Anonymous asked this question on 4/6/2000:
When does critisim become emotional, verbal, and/or mental abuse? I'm a grown woman with a mother who I can't stand. I'ma trim 5'6" 115. I gained 15 last year and was berated constantly about how I was getting fat. I'm still a size 4 she's been a 16 or more my whole life. I'm lazy and unmotivated although I work 60 hours a week at a profesional job. I'm a failure and disappointment even though I'm a high earner and have a graduate degree. She's never had a job in her life, had to go to summer school to finish high school and has literally slept her life away. I've never been good enough, it's suprising I have any self esteem at all. My other sister has moved across country to get away from her and rarely calls. I live in the same town and run into her often, but not on purpose. She bad mouths me to my relatives who have the impression I'm a bum. Is this abuse?

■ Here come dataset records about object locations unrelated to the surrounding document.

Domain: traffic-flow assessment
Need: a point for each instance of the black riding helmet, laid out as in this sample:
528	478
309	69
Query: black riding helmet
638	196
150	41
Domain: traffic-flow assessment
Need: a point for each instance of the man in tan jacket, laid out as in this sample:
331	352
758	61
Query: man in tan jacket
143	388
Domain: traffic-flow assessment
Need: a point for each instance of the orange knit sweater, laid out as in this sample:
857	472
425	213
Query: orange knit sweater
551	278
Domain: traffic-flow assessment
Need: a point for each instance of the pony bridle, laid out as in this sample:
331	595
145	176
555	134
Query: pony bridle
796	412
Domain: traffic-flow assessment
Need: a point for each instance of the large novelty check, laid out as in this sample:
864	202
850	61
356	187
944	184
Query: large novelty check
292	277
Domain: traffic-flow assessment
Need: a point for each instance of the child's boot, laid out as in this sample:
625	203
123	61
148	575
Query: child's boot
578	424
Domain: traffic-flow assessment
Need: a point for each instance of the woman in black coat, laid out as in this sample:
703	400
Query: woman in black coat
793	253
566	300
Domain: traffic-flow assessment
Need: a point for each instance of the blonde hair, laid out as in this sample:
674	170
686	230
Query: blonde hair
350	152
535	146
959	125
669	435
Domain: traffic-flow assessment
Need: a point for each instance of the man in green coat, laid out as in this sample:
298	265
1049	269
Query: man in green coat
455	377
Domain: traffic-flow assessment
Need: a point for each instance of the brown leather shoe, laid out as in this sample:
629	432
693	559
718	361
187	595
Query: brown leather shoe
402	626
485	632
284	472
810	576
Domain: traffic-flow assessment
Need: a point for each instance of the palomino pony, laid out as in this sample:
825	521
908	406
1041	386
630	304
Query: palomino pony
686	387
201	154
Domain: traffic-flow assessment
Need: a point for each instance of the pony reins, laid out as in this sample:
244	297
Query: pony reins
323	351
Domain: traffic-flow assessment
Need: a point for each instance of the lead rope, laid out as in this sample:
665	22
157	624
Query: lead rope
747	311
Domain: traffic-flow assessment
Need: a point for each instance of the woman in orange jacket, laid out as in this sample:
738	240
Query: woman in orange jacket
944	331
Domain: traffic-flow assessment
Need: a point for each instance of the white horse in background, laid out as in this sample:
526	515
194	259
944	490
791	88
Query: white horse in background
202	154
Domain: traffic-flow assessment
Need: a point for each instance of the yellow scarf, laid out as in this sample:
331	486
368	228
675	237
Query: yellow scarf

cpiblues gave this response on 4/12/2000:
Given that you are now a capable professional adult - it would only be abuse if you let it become abuse. It's sad that your mother chooses to have this type of relationship with you - but the fact is that you do not have to choose to have this type of relationship with her. I would tell her once and for all that if she wants any further contact with you that you will not tolerate any further bad mouthing from her. She will probably just keep it up if you tolerate it. It is important now that you are an adult to finally "lay down the law" and tell her that this behavior of hers has been hurting you for a long time and that it has hurt your relationship badly. The fact is that you may not be able to have a relationship with her. If your other relatives are receptive than perhaps you should spend more time with them and receive your strength from them. Let them see the "real you".